The festival also will feature:
• An expanded gospel lineup, featuring the Soul Stirrers — the only gospel quartet in the Rock 'n' Roll Hall of Fame — on Sunday, July 2; the Florida-based Lee Boys, serving up a rousing slice of sacred steel; and Portland's gospel diva Linda Hornbuckle and pianist Janice Scroggins, performing with special guests Marva Wright and Johnny Rawls for an old-time gospel jubilee.
• The Hacienda Brothers with a deft blend of classic country, early soul, roots rock and blues barbecued with a smoky Southwest flavor, June 30.
• San Francisco Bay Area guitarist and vocalist Tommy Castro and his band, nominated for best recording and best guitar at this year's national Blues Awards, with Portland's Lloyd Jones, June 30.
• After-Hours Zydeco Dance with Keith Frank & Soleil Zydeco, presented by Morgan Stanley, June 30.
• John Hiatt & The North Mississippi Allstars will appear Saturday, July 1.
• Gulfport, Miss. soul-blues man Johnny Rawls, July 1.
• An encore performance and CD release party of A Northwest Tribute to Ray Charles, featuring a treasure chest of Northwest talent, July 1. During the festival, $5 of every CD sale will benefit Oregon Food Bank.
• Zydeco Swamp Romp with Keith Frank, Curley Taylor and T. Broussard, July 1.
• Guitar shredder Jimmy Thackery and blues diva Reba Russell, July 3.
• Together on stage for the first time in years, Geoff Muldaur, Jim Kweskin and other friends will celebrate the life and music of Portland'slateFritz Richmond, one of the greatest jug and wash-tub bassists of all time. They will appear on Sunday, July 2.
• Guitarist Larry McCray, July 3.
• Portland's Curtis Salgado, July 3.
• Blues mandolin virtuoso Rich DelGrosso, backed by Lloyd Jones, Carlton Jackson and Dean Mueller, July 3.
• From Australia — Harper, winner of Australia's Male Vocalist of the Year, Song of the Year and Album of the Year awards; and Mia Dyson, who won Best Blues and Roots Recording at this year's ARIA Awards, the Australian Grammys, July 3.
• From the United Kingdom — Ian Siegal, July 3.
• The Greyboy Allstars with a blend of hip hop, soul-jazz grooves and indie rock attitude, July 3.

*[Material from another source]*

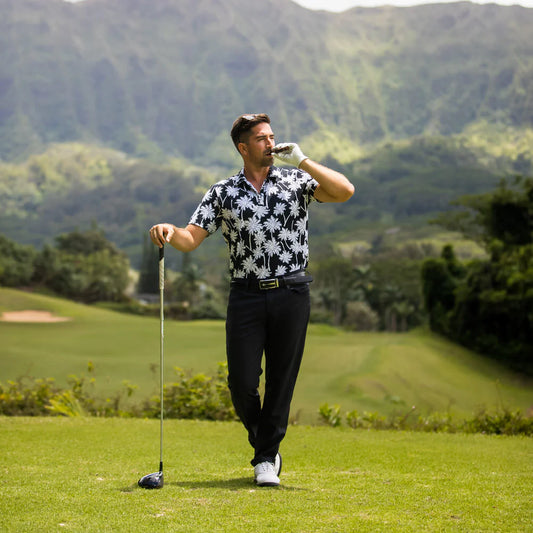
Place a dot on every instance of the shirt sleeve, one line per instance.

• Swingin' to the Blues, featuring late-night dance classes and demonstrations on lindy, swing and other blues dances with music by swing revivalists Roomful of Blues, former Elvin Bishop saxophonist Terry Hanck, West Coast Rhythm Kings and Portland's D.K. Stewart, July 3.
• Acoustic Showcase with Mississippi Delta blues veteran Eddie Cusic and Portland guitarist Steve Cheseborough, July 3.
• Big Monti Amondson with his European band plus vocalist Boyd Small, former Portlander, now residing in Amsterdam, and Henry Cooper, Washington Blues Society's Best Slide Guitarist winner for four years running, July 4.
• The Rhythm Council, featuring Louisiana-born, juke-joint, slide-guitarist Papa Mali, and three of New Orleans' finest contemporary musicians: legendary pianist Henry Butler, noted tuba and sousaphone player Kirk Joseph and talented drummer Rob Kidd, July 4.
•International Blues Challenge winners, Joey Gilmore and Eden Brent, solo acoustic vocalist and pianist, July 4.
• Bill Rhoades Harmonica Blow-Off, featuring John "Juke" Logan, Paul deLay and others, July 4.
• MarchFourth Marching Band, a high-energy, Fellini-esque mix of Mardi Gras mayhem, Afro beat and big-band blues, just back from its tour in Germany, July 4.
In addition to the stage performances, the blues festival offers:
• Ethos Blues Lab for children;
• Educational workshops for all ages;
• An expanded schedule of Blues Cruises, presented by Delta MusicExperience, on the Willamette River;
• Reel Blues after-concert blues films, presented by the Northwest Film Center; and
• Irma Thomas singing the national anthem, followed by spectacular fireworks, presented by Daimler-Chrysler Truck Financial, Tuesday, July 4.